Important Forage Families

Lynne gave eight examples of plant families which are very useful to honeybees and other pollinators. They are listed below, each with an illustration of a bee-friendly plant from that family.

Boraginaceae – borage family
Example Echium pininana, giant viper’s bugloss.
Family also includes borage.

Brassicaceae – cabbage family
Example oil seed rape, Brassica napus.
Family also includes wild cabbage and charlock.

Fabaceae – bean family
Example field bean, Vicia faba.
Field beans also have extra floral nectaries on the underside of the stipules, producing copious quantities of nectar.

Ericaceae – heather family
Example winter heather, Erica carnea.
Family also includes Pieris, Rhododendron and Calluna

Rosaceae – rose family
Example Malus floribunda, the Japanese crab apple.
Family also includes Cotoneaster, apples, pears and roses.

Lamiaceae – mint family
Example mint, Mentha spp.
Family also includes rosemary and Salvia.

Asteraceae – aster family
Example Michaelmas daisy, Aster spp.
Family also includes Artemisia, Senecio and Helichrysum.

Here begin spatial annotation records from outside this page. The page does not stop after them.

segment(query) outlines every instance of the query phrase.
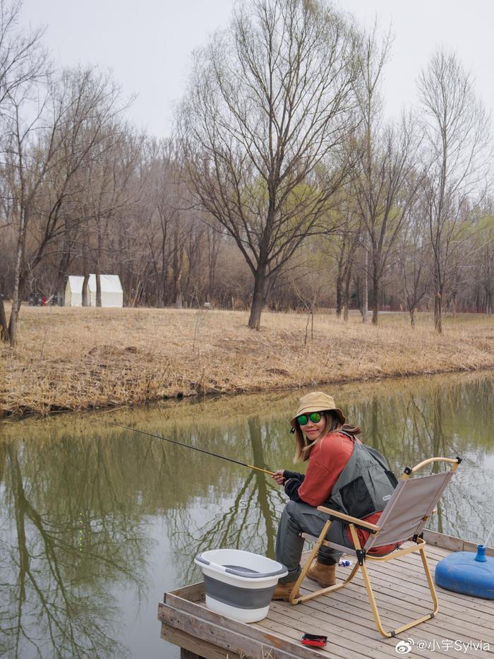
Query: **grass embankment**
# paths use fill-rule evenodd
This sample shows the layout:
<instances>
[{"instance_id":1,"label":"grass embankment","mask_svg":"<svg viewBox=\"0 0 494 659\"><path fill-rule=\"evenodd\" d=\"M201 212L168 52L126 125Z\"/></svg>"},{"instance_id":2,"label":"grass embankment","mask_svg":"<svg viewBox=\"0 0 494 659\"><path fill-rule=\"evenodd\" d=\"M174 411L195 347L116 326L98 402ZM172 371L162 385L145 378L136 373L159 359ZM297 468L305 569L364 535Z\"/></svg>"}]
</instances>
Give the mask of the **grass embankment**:
<instances>
[{"instance_id":1,"label":"grass embankment","mask_svg":"<svg viewBox=\"0 0 494 659\"><path fill-rule=\"evenodd\" d=\"M0 415L144 403L168 397L315 386L494 368L494 319L460 314L442 335L419 315L380 324L239 311L25 307L15 350L0 348Z\"/></svg>"}]
</instances>

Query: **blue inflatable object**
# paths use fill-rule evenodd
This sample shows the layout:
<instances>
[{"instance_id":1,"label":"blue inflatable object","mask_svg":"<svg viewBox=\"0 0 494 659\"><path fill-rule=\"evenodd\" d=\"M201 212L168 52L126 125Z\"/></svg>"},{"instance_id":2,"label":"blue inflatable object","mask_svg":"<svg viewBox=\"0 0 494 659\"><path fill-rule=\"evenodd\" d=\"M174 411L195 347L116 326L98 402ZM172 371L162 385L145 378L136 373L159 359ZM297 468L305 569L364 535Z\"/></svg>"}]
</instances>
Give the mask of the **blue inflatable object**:
<instances>
[{"instance_id":1,"label":"blue inflatable object","mask_svg":"<svg viewBox=\"0 0 494 659\"><path fill-rule=\"evenodd\" d=\"M494 600L494 558L486 556L486 547L477 545L477 553L456 552L440 561L435 581L447 590Z\"/></svg>"}]
</instances>

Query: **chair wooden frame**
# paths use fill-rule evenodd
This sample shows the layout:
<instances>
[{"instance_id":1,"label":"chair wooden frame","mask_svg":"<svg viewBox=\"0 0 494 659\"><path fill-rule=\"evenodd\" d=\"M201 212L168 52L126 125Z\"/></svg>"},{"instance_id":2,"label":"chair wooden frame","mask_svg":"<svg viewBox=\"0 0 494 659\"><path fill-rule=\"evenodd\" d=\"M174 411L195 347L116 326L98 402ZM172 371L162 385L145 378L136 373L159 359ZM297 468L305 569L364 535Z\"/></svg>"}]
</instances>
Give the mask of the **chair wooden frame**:
<instances>
[{"instance_id":1,"label":"chair wooden frame","mask_svg":"<svg viewBox=\"0 0 494 659\"><path fill-rule=\"evenodd\" d=\"M426 465L429 465L433 462L443 461L446 463L450 463L452 464L450 473L452 473L456 470L458 465L461 462L461 458L457 458L455 459L452 459L450 458L430 458L428 460L425 460L423 462L419 463L416 465L413 469L406 468L402 477L402 480L406 480L410 475L415 473L419 469L421 469L423 467L425 467ZM440 496L440 494L438 497L438 499ZM387 504L389 505L391 503ZM436 501L437 503L437 501ZM434 504L434 506L435 504ZM387 507L387 506L386 506ZM385 509L385 510L386 509ZM357 527L362 527L366 529L368 529L371 533L375 534L376 537L378 537L379 533L381 530L383 530L385 524L383 525L383 527L379 526L378 524L370 524L366 521L363 521L361 519L357 519L355 517L351 517L349 515L345 515L342 513L340 513L337 511L332 510L331 509L326 508L324 506L318 506L318 510L321 512L325 513L328 516L332 517L335 517L339 519L343 520L344 521L348 522L349 528L350 533L351 535L351 539L354 544L353 549L349 548L345 551L350 554L354 554L357 558L357 562L355 564L355 566L351 570L351 572L349 576L341 583L336 583L335 586L330 586L327 588L320 588L319 590L315 590L313 593L309 593L308 595L304 595L302 596L295 597L295 595L299 592L300 586L302 583L302 581L305 578L306 574L310 566L312 564L313 560L317 555L319 548L322 545L324 545L327 547L333 547L331 542L327 542L325 538L326 534L330 528L330 526L332 523L331 518L328 518L327 521L324 525L323 530L321 530L319 536L315 538L315 536L309 535L306 533L302 533L302 538L311 540L315 542L314 547L311 552L311 554L306 562L306 564L302 569L302 571L299 576L296 582L295 583L294 588L291 590L291 594L290 595L289 601L291 604L300 604L303 602L306 602L308 600L311 600L313 598L320 597L322 595L328 595L330 593L333 593L335 590L339 590L341 588L344 588L347 586L350 581L354 578L355 575L357 574L360 569L362 573L362 577L363 578L363 583L367 591L367 595L369 599L369 602L370 604L370 608L372 610L373 616L374 617L374 622L375 622L376 627L378 630L382 634L383 636L394 636L396 634L399 634L402 631L404 631L406 629L409 629L411 627L415 627L417 624L420 624L421 622L425 622L426 620L430 620L433 618L438 612L439 606L438 602L438 596L435 592L435 588L434 587L434 581L430 574L430 570L429 569L428 564L427 562L427 557L426 556L425 547L426 542L420 536L414 536L413 538L406 538L406 540L413 540L414 545L411 547L407 547L405 549L396 549L394 551L392 552L390 554L385 554L384 556L373 556L372 554L366 553L365 550L363 550L363 547L361 545L360 541L359 540L359 536L357 535L356 528ZM384 513L384 511L383 511ZM427 520L429 518L430 516L424 516L421 518L421 530L425 526ZM338 549L341 549L340 545L336 545ZM374 593L372 589L372 585L370 583L370 579L369 577L368 571L367 569L367 566L366 564L368 560L369 561L379 561L381 562L385 562L387 561L392 561L397 558L400 558L402 556L406 556L408 554L411 554L414 552L418 552L420 553L421 559L422 559L422 565L423 566L423 570L426 574L426 577L427 579L427 583L429 587L429 590L430 592L430 596L433 603L433 610L427 613L426 615L423 615L419 618L417 618L415 620L412 620L410 622L406 623L406 624L402 625L399 627L397 627L396 629L392 629L390 631L386 631L382 627L381 622L380 616L379 615L379 611L378 609L378 605L375 601L375 598L374 597Z\"/></svg>"}]
</instances>

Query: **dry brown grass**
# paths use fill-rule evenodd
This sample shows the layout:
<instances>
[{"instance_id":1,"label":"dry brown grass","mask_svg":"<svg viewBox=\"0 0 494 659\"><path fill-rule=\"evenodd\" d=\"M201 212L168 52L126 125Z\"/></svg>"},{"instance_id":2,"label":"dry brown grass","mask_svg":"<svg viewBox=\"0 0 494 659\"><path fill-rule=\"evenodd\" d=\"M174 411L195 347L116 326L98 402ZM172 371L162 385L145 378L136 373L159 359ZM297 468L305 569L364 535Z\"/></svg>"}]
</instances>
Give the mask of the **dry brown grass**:
<instances>
[{"instance_id":1,"label":"dry brown grass","mask_svg":"<svg viewBox=\"0 0 494 659\"><path fill-rule=\"evenodd\" d=\"M494 319L459 315L438 336L406 315L380 324L240 311L25 307L15 350L0 348L0 415L144 403L494 367Z\"/></svg>"}]
</instances>

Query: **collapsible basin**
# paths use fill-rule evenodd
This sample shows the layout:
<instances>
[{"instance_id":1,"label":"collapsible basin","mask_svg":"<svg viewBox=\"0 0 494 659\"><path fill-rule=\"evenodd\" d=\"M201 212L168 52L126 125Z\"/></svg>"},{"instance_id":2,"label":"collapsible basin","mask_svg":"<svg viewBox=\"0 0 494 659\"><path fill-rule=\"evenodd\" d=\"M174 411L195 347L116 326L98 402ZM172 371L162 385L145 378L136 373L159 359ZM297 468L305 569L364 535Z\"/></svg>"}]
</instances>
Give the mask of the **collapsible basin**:
<instances>
[{"instance_id":1,"label":"collapsible basin","mask_svg":"<svg viewBox=\"0 0 494 659\"><path fill-rule=\"evenodd\" d=\"M265 556L240 550L211 550L195 557L203 568L206 606L240 622L267 615L273 591L287 568Z\"/></svg>"}]
</instances>

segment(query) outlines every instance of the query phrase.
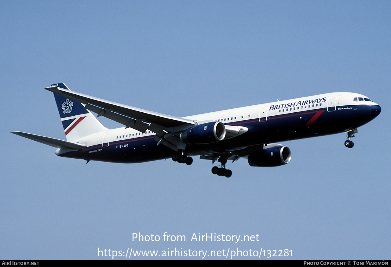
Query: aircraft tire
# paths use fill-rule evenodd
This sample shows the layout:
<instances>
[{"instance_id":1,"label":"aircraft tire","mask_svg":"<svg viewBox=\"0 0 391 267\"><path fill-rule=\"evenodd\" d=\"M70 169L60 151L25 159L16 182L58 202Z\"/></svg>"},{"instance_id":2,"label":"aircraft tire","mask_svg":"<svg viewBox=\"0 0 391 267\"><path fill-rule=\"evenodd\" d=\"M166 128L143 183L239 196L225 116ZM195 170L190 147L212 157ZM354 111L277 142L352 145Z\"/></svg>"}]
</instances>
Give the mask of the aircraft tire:
<instances>
[{"instance_id":1,"label":"aircraft tire","mask_svg":"<svg viewBox=\"0 0 391 267\"><path fill-rule=\"evenodd\" d=\"M176 154L174 154L173 155L172 157L171 157L171 158L172 159L172 160L173 160L174 161L178 161L178 158L179 157L178 156L178 155L177 155Z\"/></svg>"},{"instance_id":2,"label":"aircraft tire","mask_svg":"<svg viewBox=\"0 0 391 267\"><path fill-rule=\"evenodd\" d=\"M232 171L230 170L227 170L225 171L225 177L229 178L232 175Z\"/></svg>"},{"instance_id":3,"label":"aircraft tire","mask_svg":"<svg viewBox=\"0 0 391 267\"><path fill-rule=\"evenodd\" d=\"M181 163L184 163L185 162L186 162L186 157L187 157L186 156L182 156L181 157L180 160L180 161L179 161L179 162L180 162Z\"/></svg>"},{"instance_id":4,"label":"aircraft tire","mask_svg":"<svg viewBox=\"0 0 391 267\"><path fill-rule=\"evenodd\" d=\"M219 176L224 176L226 170L224 168L219 168L217 170L217 175Z\"/></svg>"},{"instance_id":5,"label":"aircraft tire","mask_svg":"<svg viewBox=\"0 0 391 267\"><path fill-rule=\"evenodd\" d=\"M186 160L185 161L186 165L191 165L193 163L193 158L191 157L186 157Z\"/></svg>"},{"instance_id":6,"label":"aircraft tire","mask_svg":"<svg viewBox=\"0 0 391 267\"><path fill-rule=\"evenodd\" d=\"M346 140L345 141L345 146L346 147L351 149L354 145L354 143L353 143L353 141L351 141L350 140Z\"/></svg>"},{"instance_id":7,"label":"aircraft tire","mask_svg":"<svg viewBox=\"0 0 391 267\"><path fill-rule=\"evenodd\" d=\"M217 171L219 170L219 167L217 166L215 166L212 168L212 173L213 174L217 174Z\"/></svg>"}]
</instances>

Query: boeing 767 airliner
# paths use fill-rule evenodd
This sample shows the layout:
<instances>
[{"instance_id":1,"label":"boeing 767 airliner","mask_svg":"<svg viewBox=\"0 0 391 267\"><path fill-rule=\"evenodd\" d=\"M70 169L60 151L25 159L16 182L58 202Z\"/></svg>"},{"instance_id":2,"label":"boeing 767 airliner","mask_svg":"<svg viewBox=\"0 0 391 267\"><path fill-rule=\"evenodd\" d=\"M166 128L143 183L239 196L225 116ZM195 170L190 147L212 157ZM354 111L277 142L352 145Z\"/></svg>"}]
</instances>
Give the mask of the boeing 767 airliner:
<instances>
[{"instance_id":1,"label":"boeing 767 airliner","mask_svg":"<svg viewBox=\"0 0 391 267\"><path fill-rule=\"evenodd\" d=\"M225 168L246 159L251 166L272 167L291 160L289 140L346 132L345 146L357 128L380 113L380 106L362 95L330 93L179 118L73 92L64 83L53 92L67 141L13 133L57 148L61 157L120 163L171 157L190 165L190 156L217 161L212 173L230 177ZM108 129L91 113L125 127Z\"/></svg>"}]
</instances>

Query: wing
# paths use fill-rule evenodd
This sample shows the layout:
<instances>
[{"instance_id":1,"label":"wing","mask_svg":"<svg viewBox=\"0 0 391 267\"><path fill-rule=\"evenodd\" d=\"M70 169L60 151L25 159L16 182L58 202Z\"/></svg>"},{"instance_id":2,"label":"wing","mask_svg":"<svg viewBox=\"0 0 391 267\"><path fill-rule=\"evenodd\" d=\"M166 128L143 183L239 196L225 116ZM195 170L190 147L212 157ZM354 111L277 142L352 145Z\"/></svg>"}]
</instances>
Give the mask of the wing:
<instances>
[{"instance_id":1,"label":"wing","mask_svg":"<svg viewBox=\"0 0 391 267\"><path fill-rule=\"evenodd\" d=\"M11 132L11 133L28 138L31 140L41 143L45 145L50 145L51 147L56 147L57 149L81 149L87 146L86 145L80 145L72 142L65 141L61 139L57 139L51 137L47 137L42 135L33 134L32 134L23 133L23 132Z\"/></svg>"},{"instance_id":2,"label":"wing","mask_svg":"<svg viewBox=\"0 0 391 267\"><path fill-rule=\"evenodd\" d=\"M184 149L186 144L174 133L194 126L194 121L182 118L169 116L157 112L138 108L111 101L87 95L55 86L47 90L86 105L86 108L142 132L149 130L156 134L155 140L158 145L161 143L176 151Z\"/></svg>"}]
</instances>

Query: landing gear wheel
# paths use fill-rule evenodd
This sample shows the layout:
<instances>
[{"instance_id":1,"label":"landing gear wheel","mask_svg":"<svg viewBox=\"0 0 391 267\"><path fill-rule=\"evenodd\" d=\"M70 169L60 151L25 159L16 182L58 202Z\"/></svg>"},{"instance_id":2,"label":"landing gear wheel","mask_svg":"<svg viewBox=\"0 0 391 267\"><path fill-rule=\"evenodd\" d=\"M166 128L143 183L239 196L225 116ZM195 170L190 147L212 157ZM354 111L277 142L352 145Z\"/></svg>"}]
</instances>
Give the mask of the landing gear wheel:
<instances>
[{"instance_id":1,"label":"landing gear wheel","mask_svg":"<svg viewBox=\"0 0 391 267\"><path fill-rule=\"evenodd\" d=\"M191 157L186 157L185 163L186 164L186 165L191 165L191 164L193 163L193 158Z\"/></svg>"},{"instance_id":2,"label":"landing gear wheel","mask_svg":"<svg viewBox=\"0 0 391 267\"><path fill-rule=\"evenodd\" d=\"M345 146L346 147L351 149L353 145L354 145L354 143L352 141L351 141L350 140L346 140L345 141Z\"/></svg>"},{"instance_id":3,"label":"landing gear wheel","mask_svg":"<svg viewBox=\"0 0 391 267\"><path fill-rule=\"evenodd\" d=\"M215 166L212 168L212 173L213 174L217 174L217 171L219 170L219 167L217 166Z\"/></svg>"},{"instance_id":4,"label":"landing gear wheel","mask_svg":"<svg viewBox=\"0 0 391 267\"><path fill-rule=\"evenodd\" d=\"M230 170L227 170L225 171L225 177L227 178L231 177L232 175L232 171Z\"/></svg>"},{"instance_id":5,"label":"landing gear wheel","mask_svg":"<svg viewBox=\"0 0 391 267\"><path fill-rule=\"evenodd\" d=\"M174 161L178 161L178 159L179 158L179 156L176 154L174 154L174 155L172 155L172 157L171 157L171 158L172 159L172 160L173 160Z\"/></svg>"},{"instance_id":6,"label":"landing gear wheel","mask_svg":"<svg viewBox=\"0 0 391 267\"><path fill-rule=\"evenodd\" d=\"M217 175L219 176L224 176L225 174L225 169L224 168L219 168L217 170Z\"/></svg>"}]
</instances>

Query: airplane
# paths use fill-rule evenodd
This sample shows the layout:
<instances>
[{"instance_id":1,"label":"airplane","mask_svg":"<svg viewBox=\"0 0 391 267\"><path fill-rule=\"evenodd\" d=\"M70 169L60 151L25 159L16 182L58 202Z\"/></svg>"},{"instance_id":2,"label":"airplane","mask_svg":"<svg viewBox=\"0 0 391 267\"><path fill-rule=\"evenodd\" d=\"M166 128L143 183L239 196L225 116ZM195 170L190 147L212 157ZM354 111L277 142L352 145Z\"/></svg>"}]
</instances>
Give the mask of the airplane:
<instances>
[{"instance_id":1,"label":"airplane","mask_svg":"<svg viewBox=\"0 0 391 267\"><path fill-rule=\"evenodd\" d=\"M380 106L358 94L337 92L233 108L182 118L71 91L63 83L54 93L67 141L22 132L12 133L57 148L61 157L120 163L171 158L190 165L190 156L216 161L212 173L229 177L228 160L273 167L291 160L290 149L276 143L345 132L346 147L357 128L375 118ZM91 113L125 126L108 129Z\"/></svg>"}]
</instances>

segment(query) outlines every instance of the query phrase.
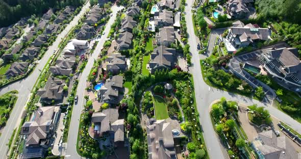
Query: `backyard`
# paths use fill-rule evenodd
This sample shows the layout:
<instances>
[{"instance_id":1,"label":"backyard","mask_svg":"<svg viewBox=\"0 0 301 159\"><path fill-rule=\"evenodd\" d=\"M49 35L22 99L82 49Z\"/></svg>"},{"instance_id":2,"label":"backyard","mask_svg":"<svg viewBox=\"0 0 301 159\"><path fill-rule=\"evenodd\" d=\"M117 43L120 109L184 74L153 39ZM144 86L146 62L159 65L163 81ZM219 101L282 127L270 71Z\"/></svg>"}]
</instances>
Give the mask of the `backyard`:
<instances>
[{"instance_id":1,"label":"backyard","mask_svg":"<svg viewBox=\"0 0 301 159\"><path fill-rule=\"evenodd\" d=\"M155 104L156 119L162 120L168 118L169 116L167 111L167 105L164 99L159 96L154 95L153 100Z\"/></svg>"},{"instance_id":2,"label":"backyard","mask_svg":"<svg viewBox=\"0 0 301 159\"><path fill-rule=\"evenodd\" d=\"M148 62L148 61L149 61L150 58L150 55L143 56L143 63L142 65L142 74L144 75L148 75L148 74L149 73L148 70L146 68L146 64L147 64L147 62Z\"/></svg>"},{"instance_id":3,"label":"backyard","mask_svg":"<svg viewBox=\"0 0 301 159\"><path fill-rule=\"evenodd\" d=\"M0 68L0 75L3 75L5 74L6 71L7 71L7 70L9 69L10 65L10 64L7 64L1 67L1 68Z\"/></svg>"},{"instance_id":4,"label":"backyard","mask_svg":"<svg viewBox=\"0 0 301 159\"><path fill-rule=\"evenodd\" d=\"M146 51L153 51L154 48L153 47L153 38L148 38L146 42Z\"/></svg>"}]
</instances>

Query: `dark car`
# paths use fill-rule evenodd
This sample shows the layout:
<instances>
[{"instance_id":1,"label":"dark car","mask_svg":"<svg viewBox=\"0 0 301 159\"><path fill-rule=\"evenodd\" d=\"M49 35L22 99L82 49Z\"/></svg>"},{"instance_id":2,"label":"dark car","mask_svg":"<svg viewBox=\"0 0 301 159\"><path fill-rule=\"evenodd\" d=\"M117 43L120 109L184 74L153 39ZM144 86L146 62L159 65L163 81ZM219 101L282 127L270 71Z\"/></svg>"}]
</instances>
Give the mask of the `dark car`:
<instances>
[{"instance_id":1,"label":"dark car","mask_svg":"<svg viewBox=\"0 0 301 159\"><path fill-rule=\"evenodd\" d=\"M74 98L74 102L76 103L78 103L78 100L79 100L79 96L76 95L75 97Z\"/></svg>"},{"instance_id":2,"label":"dark car","mask_svg":"<svg viewBox=\"0 0 301 159\"><path fill-rule=\"evenodd\" d=\"M196 46L196 48L197 48L197 49L200 49L200 46L199 45L199 43L197 44L197 46Z\"/></svg>"}]
</instances>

Balsaminaceae – balsam family
Example Himalayan balsam, Impatiens glandulifera.

Forage Throughout the Year

When choosing an apiary site this should be one of your major concerns. We obviously need ample forage in the warm part of the year but for bees to thrive during the cooler months, fresh pollen especially is required to build a strong and healthy population of new bees. Again, many examples can be found on the East Devon Beekeepers website ‘Plants and Bees’ page.

A 6-year study of the top 30 plants visited by bees was carried out by ‘Rosybee’ https://www.rosybee.com/research. Click the link to read about the research and results.

What Can We Do?

As beekeepers we all do our bit helping to promote the bees, but there are still lots of things we, as individuals, can do to improve the environment for bees and other pollinators. Here are a few ideas:

  • Plant for all-year-round forage
  • Swap grass for flowers in your garden
  • Plant window boxes
  • Try ‘No Mow May’ – it really works!
  • Plant more bee-friendly shrubs and trees
  • Try a ‘Green Roof’ on your shed (Sedum species)
  • If you have room, try creating a mini wildflower meadow


BBKA News. Special Issue Series October 2017. Flower Families for Forage.

Good Nutrition, Good Bees by David Aston and Sally Bucknall.

Plants for Bees by Kirk and Howes

The Bee Friendly Garden – bring bees to your flowers, orchard and vegetable patch by Ted Hooper and Mike Taylor.

The Bee Garden – How to create or adapt a garden to attract or nurture bees by Maureen Little.

The Wild Flower Key – How to identify wild flowers trees and shrubs in Britain and Ireland by Francis Rose.

Once again, our thanks to Lynne for a well-researched and entertaining talk.